DAMASCUS, Sept 23, 2022 (BSS/AFP) - At least 77 migrants drowned when a
boat they boarded in Lebanon sank off Syria's coast, Syria's health minister
said Friday, in one of the deadliest such shipwrecks in the eastern
Mediterranean.
Lebanon, which since 2019 has been mired in a financial crisis branded by
the World Bank as one of the worst in modern times, has become a launchpad for
illegal migration, with its own citizens joining Syrian and Palestinian
refugees clamouring to leave their homeland.
Around 150 people, mostly Lebanese and Syrians, were on board the small
boat that went down Thursday off the Syrian city of Tartus.
"Seventy-seven people have died," Syria's Health Minister Hassan al-Ghabash
told state television from Al-Basel hospital in Tartus, where he said 20
survivors were being treated, including eight in critical condition.
Of those rescued, five were Lebanese, Lebanon's caretaker transport
minister Ali Hamie told AFP.
Tartus is the southernmost of Syria's main ports, and lies some 50
kilometres (30 miles) north of the northern Lebanese port city of Tripoli,
where the migrants had boarded.
"We are dealing with one of our largest ever rescue operations," Sleiman
Khalil, an official at Syria's transport ministry told AFP, as the search for
survivors continued.
"We are covering a large area that extends along the entire Syrian coast,"
he said, adding that high waves were hampering their efforts.
Russian ships were assisting in search operations, according to Syrian
authorities.
- 'Identify the dead' -
Rana Merhi of the Syrian Arab Red Crescent said identified bodies would be
transported to a border crossing to be handed over to the Lebanese Red Cross.

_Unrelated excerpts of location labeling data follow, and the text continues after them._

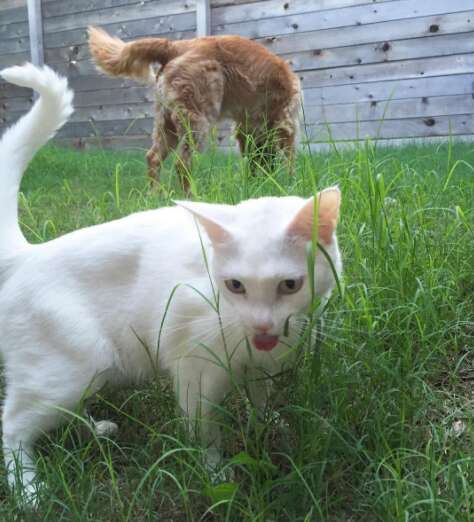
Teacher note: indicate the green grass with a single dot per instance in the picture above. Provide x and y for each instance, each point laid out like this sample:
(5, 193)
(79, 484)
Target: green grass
(368, 418)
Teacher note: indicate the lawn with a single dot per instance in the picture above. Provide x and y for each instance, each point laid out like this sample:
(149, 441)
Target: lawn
(375, 424)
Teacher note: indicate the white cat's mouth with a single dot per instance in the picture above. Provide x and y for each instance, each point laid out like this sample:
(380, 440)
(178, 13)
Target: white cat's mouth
(265, 342)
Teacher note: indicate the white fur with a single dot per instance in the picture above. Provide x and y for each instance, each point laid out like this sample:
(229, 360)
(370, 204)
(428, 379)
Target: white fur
(76, 312)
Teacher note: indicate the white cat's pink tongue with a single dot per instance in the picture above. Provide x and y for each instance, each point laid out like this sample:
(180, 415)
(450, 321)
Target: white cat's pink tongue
(265, 342)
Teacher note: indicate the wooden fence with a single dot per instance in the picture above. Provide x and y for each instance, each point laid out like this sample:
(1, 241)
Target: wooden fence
(388, 69)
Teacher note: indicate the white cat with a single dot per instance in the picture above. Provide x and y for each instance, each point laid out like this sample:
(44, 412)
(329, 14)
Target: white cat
(181, 289)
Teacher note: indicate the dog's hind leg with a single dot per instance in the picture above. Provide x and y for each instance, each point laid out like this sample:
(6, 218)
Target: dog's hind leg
(164, 140)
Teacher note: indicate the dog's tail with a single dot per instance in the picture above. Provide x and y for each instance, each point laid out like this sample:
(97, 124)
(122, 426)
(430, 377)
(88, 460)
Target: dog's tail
(22, 140)
(133, 59)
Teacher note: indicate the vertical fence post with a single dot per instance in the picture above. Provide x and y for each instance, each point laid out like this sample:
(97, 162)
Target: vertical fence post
(203, 18)
(35, 26)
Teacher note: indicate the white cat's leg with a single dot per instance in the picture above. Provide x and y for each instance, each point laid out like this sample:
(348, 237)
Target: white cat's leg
(36, 399)
(22, 425)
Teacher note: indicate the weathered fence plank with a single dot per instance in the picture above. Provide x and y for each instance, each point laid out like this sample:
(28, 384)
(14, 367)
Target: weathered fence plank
(393, 89)
(379, 32)
(119, 14)
(437, 66)
(408, 63)
(396, 50)
(35, 25)
(163, 26)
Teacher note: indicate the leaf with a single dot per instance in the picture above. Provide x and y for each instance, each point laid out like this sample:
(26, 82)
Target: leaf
(221, 492)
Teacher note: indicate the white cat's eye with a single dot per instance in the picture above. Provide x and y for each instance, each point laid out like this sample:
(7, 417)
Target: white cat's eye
(290, 286)
(235, 286)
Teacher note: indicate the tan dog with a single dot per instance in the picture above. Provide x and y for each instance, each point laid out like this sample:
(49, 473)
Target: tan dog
(205, 79)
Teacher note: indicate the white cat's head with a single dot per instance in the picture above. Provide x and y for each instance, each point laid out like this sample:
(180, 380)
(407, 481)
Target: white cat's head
(259, 257)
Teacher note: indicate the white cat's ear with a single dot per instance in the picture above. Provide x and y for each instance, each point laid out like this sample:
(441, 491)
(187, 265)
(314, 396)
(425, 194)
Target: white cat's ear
(329, 202)
(208, 215)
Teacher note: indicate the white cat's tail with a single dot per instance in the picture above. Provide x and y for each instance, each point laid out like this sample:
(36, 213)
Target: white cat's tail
(23, 139)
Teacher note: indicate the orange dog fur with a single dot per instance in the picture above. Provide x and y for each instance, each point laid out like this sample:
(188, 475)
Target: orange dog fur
(202, 80)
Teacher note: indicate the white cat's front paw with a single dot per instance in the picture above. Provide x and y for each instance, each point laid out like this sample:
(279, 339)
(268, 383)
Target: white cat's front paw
(105, 428)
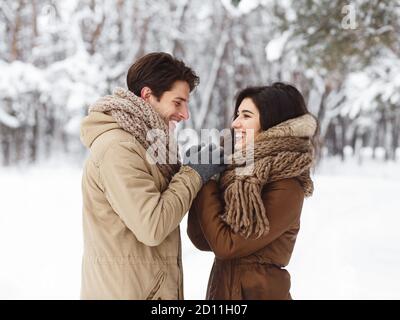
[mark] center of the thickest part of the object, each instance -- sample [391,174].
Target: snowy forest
[57,57]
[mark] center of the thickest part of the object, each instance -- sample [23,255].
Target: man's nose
[184,112]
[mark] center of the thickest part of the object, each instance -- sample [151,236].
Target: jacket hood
[94,125]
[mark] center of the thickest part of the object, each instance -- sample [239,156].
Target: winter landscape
[57,57]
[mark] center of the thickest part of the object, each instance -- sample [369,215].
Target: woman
[251,222]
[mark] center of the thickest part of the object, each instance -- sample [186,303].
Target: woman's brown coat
[248,268]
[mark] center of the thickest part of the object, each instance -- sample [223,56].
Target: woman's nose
[236,123]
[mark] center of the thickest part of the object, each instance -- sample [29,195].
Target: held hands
[207,160]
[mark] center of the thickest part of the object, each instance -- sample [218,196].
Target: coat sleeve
[133,195]
[195,233]
[283,201]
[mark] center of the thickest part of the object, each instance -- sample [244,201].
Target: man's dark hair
[159,71]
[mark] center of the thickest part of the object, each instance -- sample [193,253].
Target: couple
[132,208]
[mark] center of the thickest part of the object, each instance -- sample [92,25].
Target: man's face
[173,104]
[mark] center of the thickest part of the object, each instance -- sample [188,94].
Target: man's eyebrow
[180,98]
[243,111]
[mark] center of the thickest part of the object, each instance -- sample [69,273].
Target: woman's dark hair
[277,103]
[159,71]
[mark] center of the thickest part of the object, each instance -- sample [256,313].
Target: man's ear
[145,93]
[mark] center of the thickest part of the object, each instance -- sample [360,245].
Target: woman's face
[246,124]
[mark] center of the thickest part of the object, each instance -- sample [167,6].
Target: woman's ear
[145,93]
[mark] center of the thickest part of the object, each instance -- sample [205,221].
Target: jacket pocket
[154,289]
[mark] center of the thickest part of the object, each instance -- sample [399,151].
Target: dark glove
[207,160]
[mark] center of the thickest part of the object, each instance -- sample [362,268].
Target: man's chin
[172,125]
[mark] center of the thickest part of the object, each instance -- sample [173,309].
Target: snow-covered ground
[348,246]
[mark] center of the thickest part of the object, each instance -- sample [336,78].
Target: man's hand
[207,160]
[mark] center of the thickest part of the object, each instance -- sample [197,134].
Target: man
[132,207]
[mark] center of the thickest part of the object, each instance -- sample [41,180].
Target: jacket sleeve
[195,233]
[133,195]
[283,201]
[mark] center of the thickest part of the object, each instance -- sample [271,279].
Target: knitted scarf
[283,151]
[138,117]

"Some of the relatives of the victims came from Lebanon... to identify the
dead," said Ahmed Ammar, a Tartus health official.

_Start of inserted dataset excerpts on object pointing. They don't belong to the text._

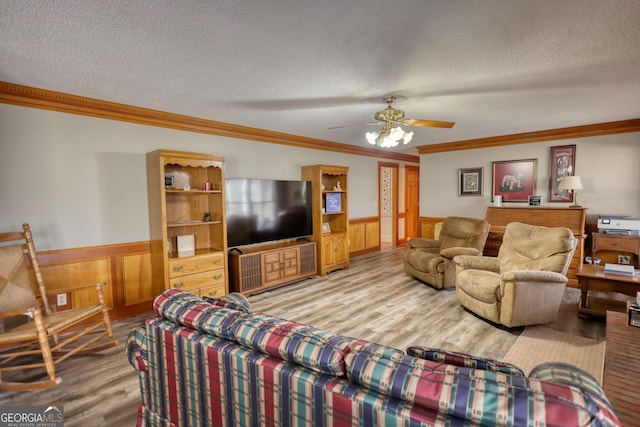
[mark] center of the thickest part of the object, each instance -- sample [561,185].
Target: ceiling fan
[391,115]
[390,136]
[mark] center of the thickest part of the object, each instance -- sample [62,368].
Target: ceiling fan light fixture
[390,138]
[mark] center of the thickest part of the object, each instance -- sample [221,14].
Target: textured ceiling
[494,66]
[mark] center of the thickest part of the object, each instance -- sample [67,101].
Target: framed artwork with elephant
[514,180]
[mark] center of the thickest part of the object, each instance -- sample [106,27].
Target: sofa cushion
[564,373]
[186,309]
[481,397]
[234,301]
[312,348]
[481,285]
[463,360]
[423,260]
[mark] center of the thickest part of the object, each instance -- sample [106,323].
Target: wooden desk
[616,243]
[593,278]
[622,368]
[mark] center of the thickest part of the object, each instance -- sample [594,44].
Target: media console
[255,269]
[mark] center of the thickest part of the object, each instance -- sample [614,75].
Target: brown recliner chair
[431,260]
[524,285]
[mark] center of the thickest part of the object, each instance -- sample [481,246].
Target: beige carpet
[539,344]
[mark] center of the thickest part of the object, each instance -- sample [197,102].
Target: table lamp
[571,183]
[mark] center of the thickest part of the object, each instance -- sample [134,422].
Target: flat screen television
[263,210]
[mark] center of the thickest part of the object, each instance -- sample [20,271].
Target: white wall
[608,165]
[81,181]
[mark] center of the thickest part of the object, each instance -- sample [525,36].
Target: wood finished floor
[373,300]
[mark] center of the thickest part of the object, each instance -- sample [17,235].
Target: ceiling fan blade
[357,124]
[427,123]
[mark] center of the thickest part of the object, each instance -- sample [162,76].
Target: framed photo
[514,180]
[333,202]
[470,181]
[535,200]
[563,163]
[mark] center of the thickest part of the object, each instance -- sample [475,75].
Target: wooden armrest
[31,311]
[57,291]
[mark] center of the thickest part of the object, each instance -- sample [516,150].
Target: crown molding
[585,131]
[27,96]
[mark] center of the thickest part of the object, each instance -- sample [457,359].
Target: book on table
[619,269]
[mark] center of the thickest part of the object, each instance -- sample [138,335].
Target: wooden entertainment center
[187,222]
[258,268]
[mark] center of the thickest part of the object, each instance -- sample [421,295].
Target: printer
[624,225]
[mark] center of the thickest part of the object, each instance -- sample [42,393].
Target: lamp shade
[570,183]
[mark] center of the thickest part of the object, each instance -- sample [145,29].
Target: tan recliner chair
[431,261]
[525,283]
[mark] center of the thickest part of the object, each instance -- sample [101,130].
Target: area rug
[539,344]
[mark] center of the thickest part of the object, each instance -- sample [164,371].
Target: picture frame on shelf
[562,160]
[470,181]
[186,245]
[514,180]
[333,202]
[169,182]
[535,200]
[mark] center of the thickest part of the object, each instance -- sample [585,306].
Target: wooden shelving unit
[330,215]
[180,211]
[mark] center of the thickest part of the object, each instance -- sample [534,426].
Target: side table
[622,368]
[594,278]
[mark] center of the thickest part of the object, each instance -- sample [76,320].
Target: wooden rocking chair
[44,338]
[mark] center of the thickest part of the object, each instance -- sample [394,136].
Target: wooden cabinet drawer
[181,266]
[603,242]
[213,291]
[198,280]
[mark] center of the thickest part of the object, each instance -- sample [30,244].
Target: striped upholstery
[314,349]
[234,301]
[463,360]
[200,365]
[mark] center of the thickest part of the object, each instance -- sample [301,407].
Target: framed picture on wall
[514,180]
[470,181]
[563,163]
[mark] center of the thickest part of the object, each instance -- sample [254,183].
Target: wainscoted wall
[428,225]
[364,235]
[126,271]
[124,268]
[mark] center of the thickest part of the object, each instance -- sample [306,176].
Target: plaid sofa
[215,362]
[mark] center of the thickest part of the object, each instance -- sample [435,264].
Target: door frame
[406,197]
[394,199]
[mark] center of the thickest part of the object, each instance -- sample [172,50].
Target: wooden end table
[622,368]
[594,278]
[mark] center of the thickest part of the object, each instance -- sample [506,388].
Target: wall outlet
[624,259]
[61,299]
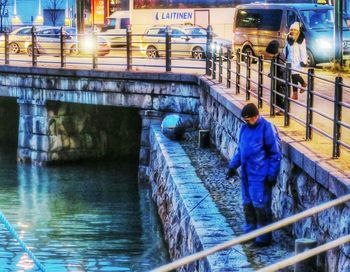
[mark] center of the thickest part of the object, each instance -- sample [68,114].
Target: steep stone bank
[58,132]
[211,168]
[191,220]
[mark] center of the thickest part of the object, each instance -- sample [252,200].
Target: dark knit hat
[249,110]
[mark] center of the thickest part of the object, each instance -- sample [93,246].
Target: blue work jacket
[258,152]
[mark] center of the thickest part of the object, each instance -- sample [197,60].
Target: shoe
[304,85]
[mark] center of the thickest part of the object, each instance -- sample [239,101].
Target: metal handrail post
[129,48]
[260,81]
[208,50]
[228,75]
[309,102]
[238,70]
[34,57]
[272,87]
[338,98]
[94,49]
[287,95]
[220,64]
[62,55]
[247,79]
[168,49]
[213,58]
[6,49]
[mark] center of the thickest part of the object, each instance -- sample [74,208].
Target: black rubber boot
[250,218]
[264,218]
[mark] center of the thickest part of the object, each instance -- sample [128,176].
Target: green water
[88,217]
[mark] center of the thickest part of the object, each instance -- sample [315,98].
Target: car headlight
[215,47]
[323,44]
[88,43]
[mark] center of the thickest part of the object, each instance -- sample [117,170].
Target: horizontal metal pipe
[307,254]
[246,237]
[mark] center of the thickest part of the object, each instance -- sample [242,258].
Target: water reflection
[90,217]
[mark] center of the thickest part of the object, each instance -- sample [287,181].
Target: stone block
[39,143]
[296,156]
[309,165]
[56,143]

Many of the boat's Lebanese passengers hail from impoverished regions in
the country's north, including Tripoli.
The city has emerged as a illegal migration hub, with most migrant boats
departing from its shores.
Among the survivors was Wissam al-Talawi, a Tripoli resident who was being
treated in hospital, his brother Ahmad told AFP.
But the corpses of Wissam's two daughters, aged five and nine, had been
returned to Lebanon where they were buried early Friday, Ahmad said.
"They left two days ago," he added.
"(My brother) couldn't afford his daily expenses, or the cost of enrolling
his children in school," he said, adding that Wissam's wife and two sons were
still missing.
The Syrian Arab Red Crescent published images on its Facbeook page showing
volunteers carrying corpses covered in bags into an ambulance.
Other rescuers were pictured searching for survivors along the coast of
Tartus.
- 'Humiliating life' -
At the Arida border crossing between Lebanon and Syria, dozens waited for
corpses to arrive.
They included residents of the Palestinian refugee camp of Nahr al-Bared
north of Tripoli -- which is home to some of the dead and missing.
"I am an old man but if I had the chance to die at sea I would rather do
that than lead a humiliating life in this country," one of them said from the
crossing as awaited news of his missing niece and nephew.
Since 2020, Lebanon has seen a spike in the number of migrants using its
shores to attempt the perilous crossing in jam-packed boats to reach Europe.
In April, the sinking of an overcrowded migrant boat pursued by the
Lebanese navy off the northern coast of Tripoli killed dozens of people,
sparking anger in the country.
The exact circumstances of that incident are still unclear, with some on
board claiming the navy rammed their vessel, while officials insisted the
smugglers made reckless bids to escape.
Many of the bodies were never recovered.
On September 13, Turkey's coastguard announced the death of six migrants,
including two babies, and rescued 73 people trying to reach Europe, off the
coast of the southwestern province of Mugla.
They had reportedly boarded from Tripoli in Lebanon in an attempt to reach
Italy.
Most of the boats setting off from Lebanon head for European Union member
Cyprus, an island about 175 kilometres to the west.